Individual Final Project

- The treatment of metastatic cancer remains a significant clinical challenge due to the dynamic and heterogeneous nature of the tumor microenvironment. Current therapeutic interventions often lack the requisite precision to adapt to these rapid physiological changes, frequently leading to sub-optimal outcomes and drug resistance. The broad objective of this project is to engineer a Bacterial Microcompartment (BMC) nanocage integrated with an Intracellular Artificial Neural Network (IANN) genetic circuit. This system is designed to autonomously sense multifaceted biochemical stimuli within a tumor and respond by secreting a calibrated dose of anti-cancer enzymes and immune-boosting proteins. This nanocage would remain dormant inside your body similar to a sentinel. It would be activated only when a special in encounters its activation protein that must be injected into your bloodstream from outside.
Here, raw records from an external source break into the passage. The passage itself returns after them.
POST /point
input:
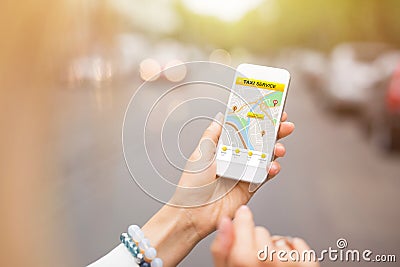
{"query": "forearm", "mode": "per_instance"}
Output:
(172, 233)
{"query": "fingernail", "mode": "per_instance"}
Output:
(280, 243)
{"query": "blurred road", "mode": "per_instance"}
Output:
(333, 183)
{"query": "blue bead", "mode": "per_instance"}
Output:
(157, 262)
(123, 237)
(144, 264)
(134, 249)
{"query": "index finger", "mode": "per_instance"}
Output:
(244, 227)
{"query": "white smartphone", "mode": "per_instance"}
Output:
(252, 120)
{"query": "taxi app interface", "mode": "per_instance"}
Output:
(253, 112)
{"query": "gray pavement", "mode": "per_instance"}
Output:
(333, 184)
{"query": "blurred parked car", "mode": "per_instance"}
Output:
(382, 118)
(355, 70)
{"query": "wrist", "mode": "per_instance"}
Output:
(172, 233)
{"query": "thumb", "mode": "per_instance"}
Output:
(220, 248)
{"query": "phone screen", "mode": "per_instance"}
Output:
(251, 122)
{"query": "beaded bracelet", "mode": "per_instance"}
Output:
(140, 248)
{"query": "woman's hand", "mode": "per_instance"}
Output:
(240, 243)
(202, 199)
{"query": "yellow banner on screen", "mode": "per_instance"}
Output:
(261, 84)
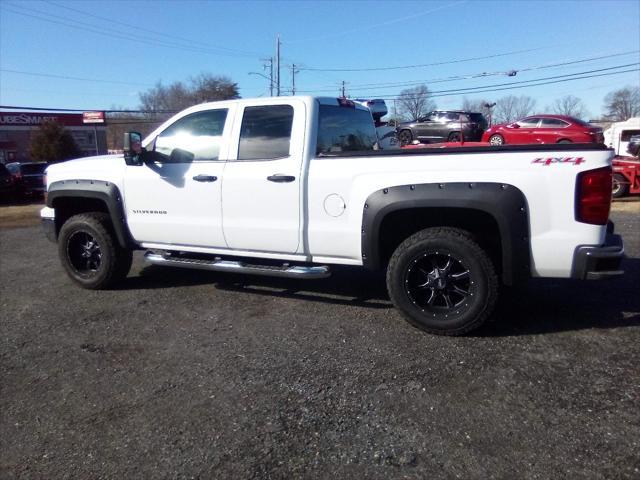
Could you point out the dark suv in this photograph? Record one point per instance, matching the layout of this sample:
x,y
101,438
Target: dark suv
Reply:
x,y
443,126
28,178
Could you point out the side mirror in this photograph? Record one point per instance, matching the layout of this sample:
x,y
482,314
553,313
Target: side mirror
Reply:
x,y
133,148
179,155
Aim 1: Designing and testing the genetic circuit in a cell free system
Aim 2: Integrating the genetic circuit with the nanocage and testing it against cancer
Aim 3: Optimizing the system for accuracy, efficiency and large scale production
For aim 1, I chose using only 3 protein for the genetic circuit: IL-15, NKG7, TGFβ receptor II.
- IL-15: IL-15 (Interleukin-15, often as an IL-15/IL-15R fusion) This cytokine promotes survival, proliferation, and persistence of T cells and NK cells without causing excessive systemic toxicity (unlike IL-2). Armored CAR-NK or CAR-T cells expressing IL-15 show improved anti-tumor activity and longer-lasting responses, especially against solid tumors and in immunosuppressive environments.
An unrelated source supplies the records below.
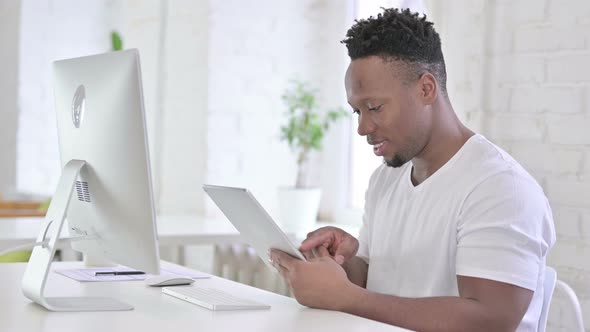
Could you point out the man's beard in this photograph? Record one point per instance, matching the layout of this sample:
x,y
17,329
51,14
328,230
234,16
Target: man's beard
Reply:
x,y
397,161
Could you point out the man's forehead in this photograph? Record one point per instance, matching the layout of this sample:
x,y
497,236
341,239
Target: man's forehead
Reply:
x,y
368,73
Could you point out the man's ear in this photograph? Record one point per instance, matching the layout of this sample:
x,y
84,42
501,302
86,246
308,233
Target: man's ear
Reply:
x,y
428,88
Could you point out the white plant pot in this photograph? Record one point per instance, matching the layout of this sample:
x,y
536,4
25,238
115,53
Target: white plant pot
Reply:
x,y
298,208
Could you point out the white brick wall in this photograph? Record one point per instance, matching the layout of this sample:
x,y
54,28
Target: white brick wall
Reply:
x,y
250,63
530,95
9,31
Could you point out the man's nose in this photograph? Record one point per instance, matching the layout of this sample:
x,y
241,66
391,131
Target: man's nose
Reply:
x,y
365,126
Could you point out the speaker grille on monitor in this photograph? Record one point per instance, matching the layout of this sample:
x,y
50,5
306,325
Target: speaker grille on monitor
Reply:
x,y
83,193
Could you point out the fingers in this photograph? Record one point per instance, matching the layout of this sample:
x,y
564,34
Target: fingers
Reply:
x,y
282,259
321,237
322,252
308,254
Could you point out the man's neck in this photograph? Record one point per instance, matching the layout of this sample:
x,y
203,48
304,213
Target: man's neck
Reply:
x,y
446,139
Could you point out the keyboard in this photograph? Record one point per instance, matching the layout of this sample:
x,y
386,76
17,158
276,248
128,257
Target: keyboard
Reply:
x,y
212,299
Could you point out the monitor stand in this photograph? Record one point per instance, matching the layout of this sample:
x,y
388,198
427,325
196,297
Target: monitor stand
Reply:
x,y
38,268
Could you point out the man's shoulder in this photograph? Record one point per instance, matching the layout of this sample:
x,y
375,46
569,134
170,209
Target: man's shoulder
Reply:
x,y
485,160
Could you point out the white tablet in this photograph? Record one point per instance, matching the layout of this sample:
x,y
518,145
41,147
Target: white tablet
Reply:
x,y
252,221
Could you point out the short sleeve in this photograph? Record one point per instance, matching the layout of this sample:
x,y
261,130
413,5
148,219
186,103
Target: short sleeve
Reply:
x,y
505,230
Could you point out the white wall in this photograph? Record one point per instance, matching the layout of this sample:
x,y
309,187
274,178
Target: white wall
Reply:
x,y
519,73
9,38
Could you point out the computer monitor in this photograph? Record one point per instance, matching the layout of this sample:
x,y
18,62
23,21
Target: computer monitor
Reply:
x,y
105,188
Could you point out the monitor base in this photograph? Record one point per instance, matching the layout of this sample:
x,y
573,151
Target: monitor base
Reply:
x,y
39,266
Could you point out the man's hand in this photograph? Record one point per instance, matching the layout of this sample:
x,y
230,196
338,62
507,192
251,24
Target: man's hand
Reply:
x,y
317,283
340,245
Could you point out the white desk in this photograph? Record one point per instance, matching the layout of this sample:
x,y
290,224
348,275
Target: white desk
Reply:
x,y
155,311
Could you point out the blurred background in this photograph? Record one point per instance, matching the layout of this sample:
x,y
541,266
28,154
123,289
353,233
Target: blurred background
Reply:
x,y
214,73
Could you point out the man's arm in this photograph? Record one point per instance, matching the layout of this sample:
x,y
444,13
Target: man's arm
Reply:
x,y
483,305
356,270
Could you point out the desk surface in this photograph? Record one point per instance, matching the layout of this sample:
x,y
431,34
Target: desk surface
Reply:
x,y
155,311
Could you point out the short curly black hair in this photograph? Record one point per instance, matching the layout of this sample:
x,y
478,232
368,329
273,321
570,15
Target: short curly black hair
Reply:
x,y
399,35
- NKG7: This cytotoxic granule protein, naturally expressed in CD8+ T cells and NK cells, supports granule exocytosis and enhances the resilience and killing capacity of these cells. Higher NKG7 expression in tumor-infiltrating lymphocytes correlates with better patient survival; engineering its overexpression in CAR-T or TIL therapies can make immune cells more effective at destroying cancer cells.
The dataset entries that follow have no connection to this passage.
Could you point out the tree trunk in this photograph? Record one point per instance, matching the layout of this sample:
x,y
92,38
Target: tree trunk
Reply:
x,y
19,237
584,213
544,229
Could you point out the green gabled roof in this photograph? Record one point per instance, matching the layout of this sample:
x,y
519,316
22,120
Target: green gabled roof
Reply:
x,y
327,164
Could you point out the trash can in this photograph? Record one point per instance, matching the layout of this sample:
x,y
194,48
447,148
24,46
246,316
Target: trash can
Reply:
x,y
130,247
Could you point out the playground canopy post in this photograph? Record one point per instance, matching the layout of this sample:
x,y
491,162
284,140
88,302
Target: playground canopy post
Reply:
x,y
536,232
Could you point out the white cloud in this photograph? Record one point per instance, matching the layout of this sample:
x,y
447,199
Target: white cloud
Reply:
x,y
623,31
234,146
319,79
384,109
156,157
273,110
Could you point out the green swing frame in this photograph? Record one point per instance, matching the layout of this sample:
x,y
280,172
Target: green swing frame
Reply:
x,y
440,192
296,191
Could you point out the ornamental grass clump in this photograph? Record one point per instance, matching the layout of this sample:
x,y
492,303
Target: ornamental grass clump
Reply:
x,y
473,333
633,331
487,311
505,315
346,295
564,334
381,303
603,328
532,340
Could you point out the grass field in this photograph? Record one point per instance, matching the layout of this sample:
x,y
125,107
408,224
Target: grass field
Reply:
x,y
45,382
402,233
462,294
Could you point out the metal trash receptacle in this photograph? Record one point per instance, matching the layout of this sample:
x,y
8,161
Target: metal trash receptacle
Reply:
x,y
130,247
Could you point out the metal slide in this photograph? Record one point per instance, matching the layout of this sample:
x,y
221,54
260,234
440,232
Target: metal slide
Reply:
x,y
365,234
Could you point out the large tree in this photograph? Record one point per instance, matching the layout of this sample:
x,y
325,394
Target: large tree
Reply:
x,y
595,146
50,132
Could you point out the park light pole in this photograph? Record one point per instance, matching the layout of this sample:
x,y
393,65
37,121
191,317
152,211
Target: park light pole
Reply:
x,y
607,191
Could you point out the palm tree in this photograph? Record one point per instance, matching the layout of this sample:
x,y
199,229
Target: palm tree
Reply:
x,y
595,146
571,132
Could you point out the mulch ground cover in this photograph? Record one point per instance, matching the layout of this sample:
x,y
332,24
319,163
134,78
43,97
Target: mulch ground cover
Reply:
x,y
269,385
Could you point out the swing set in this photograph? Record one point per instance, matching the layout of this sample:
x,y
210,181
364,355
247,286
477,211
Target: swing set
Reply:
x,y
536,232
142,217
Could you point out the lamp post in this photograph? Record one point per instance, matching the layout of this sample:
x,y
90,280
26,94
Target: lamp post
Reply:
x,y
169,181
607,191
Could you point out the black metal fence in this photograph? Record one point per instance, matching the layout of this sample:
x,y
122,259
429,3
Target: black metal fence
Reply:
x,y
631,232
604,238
- TGFβ receptor II: Many tumors secrete TGF-β to suppress immune responses. Expressing a dominant-negative version of the TGF-β receptor in T or NK cells blocks this inhibitory signaling, preventing exhaustion and allowing sustained anti-tumor activity even in hostile tumor microenvironments.
For the cage, I will most likely use a bacterial microcompartment. Ferritins and Encapsulins are too small.